Since the Persian Wars the most splendid of the western Greek communities had been tyrannically ruled until the fall of Gelon’s family, the Deinomenids of Syracuse, in 466/467, soon after the death of Gelon’s brother Hieron and the fall of the tyrannical house of Theron at Acragas in 472. Syracuse enjoyed a moderate democracy thereafter, disturbed only by a native rebel, Ducetius, whom it took surprisingly long to put down. In Italy, where Rome was preoccupied with the neighbouring Volsci and Aequi for much of the century, Hellenism maintained itself vigorously: the temples of Paestum dating to the 5th century, like those of Acragas or Segesta, were comparable to anything in mainland Greece, and there were philosophers and the philosophical schools of Croton, Taras, and Elea (Velia), all in southern Italy. At Elea, south of Paestum, interesting portrait statues were discovered in the 1960s, which showed that the philosophical school there had a medical aspect to it: a cult of Apollo Oulios, a healing god, was looked after by a clan of Ouliadai (which was associated with the medical organization, though the exact relationship is obscure), and even the famous Parmenides, better known as a philosopher, is called Ouliades.

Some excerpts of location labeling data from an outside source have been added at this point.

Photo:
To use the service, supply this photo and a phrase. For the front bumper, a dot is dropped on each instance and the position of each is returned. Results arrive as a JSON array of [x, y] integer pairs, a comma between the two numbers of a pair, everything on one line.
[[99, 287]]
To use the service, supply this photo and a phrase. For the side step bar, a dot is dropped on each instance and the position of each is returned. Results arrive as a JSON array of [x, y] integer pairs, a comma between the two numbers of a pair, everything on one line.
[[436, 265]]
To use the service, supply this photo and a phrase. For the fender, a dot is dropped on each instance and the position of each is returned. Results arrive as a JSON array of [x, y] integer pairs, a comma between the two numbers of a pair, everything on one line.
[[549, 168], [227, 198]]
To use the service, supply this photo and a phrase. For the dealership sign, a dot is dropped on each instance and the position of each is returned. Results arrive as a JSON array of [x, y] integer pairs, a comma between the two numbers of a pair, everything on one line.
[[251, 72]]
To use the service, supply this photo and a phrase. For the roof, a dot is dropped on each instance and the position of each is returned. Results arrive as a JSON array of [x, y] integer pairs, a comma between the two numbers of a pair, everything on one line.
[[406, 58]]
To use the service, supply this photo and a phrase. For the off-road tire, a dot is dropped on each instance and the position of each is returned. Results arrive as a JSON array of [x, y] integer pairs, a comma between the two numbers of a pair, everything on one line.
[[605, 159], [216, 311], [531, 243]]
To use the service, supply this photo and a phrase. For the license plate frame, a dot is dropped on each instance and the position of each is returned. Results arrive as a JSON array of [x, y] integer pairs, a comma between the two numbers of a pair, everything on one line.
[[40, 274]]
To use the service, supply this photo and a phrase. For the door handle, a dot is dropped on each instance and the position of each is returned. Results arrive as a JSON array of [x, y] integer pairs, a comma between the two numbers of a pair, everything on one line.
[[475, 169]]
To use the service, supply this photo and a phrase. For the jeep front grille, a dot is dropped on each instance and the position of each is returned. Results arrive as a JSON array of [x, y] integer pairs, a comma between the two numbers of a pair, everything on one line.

Pythagoreanism, a philosophical school and religious brotherhood, flourished in southern Italy. In the early 5th century Pythagorean groups involved themselves in government, ruling Croton for a period. Nonetheless, there were tyrannies in southern Italy too, such as that of Anaxilas at Rhegium. Religious and social links with the Greek mainland were cultivated, above all by contacts with the sanctuary and games at Olympia and by patronage of poets such as Pindar. In his second and third Olympian odes, written for Sicilian patrons, Pindar shows knowledge of the eschatological belief system known as Orphism; there is some reason to think that this particularly flourished in the West.

The Athenian-inspired Thurii project represented a fairly substantial mainland Greek encroachment on western soil; that and a mysterious Athenian colonizing effort in the Bay of Naples region, undertaken perhaps in the early 430s by a western expert, Diotimos, must have caused unease to western-oriented Corinth. (There is even a Spartan aspect: Thurii was soon engaged in warfare with Sparta’s only historical colony, Taras.) Nonetheless, when Samos revolted from Athens in 440, it was Corinth that in a congress of the Peloponnesian League voted against intervention against Athens on behalf of Samos (Corinth’s attitude had no doubt softened with the detachment of Megara from Athens). Sparta, however, seems to have wanted to stop Athens in its tracks, though in the end it was typically unwilling to press this line of policy home. At this point Thucydides’ main narrative stops for five crucial years, at the end of which tension between Corinth and Athens was again high, on the eve of the great Peloponnesian War. In historiographical terms we may call this vital period the Great Gap.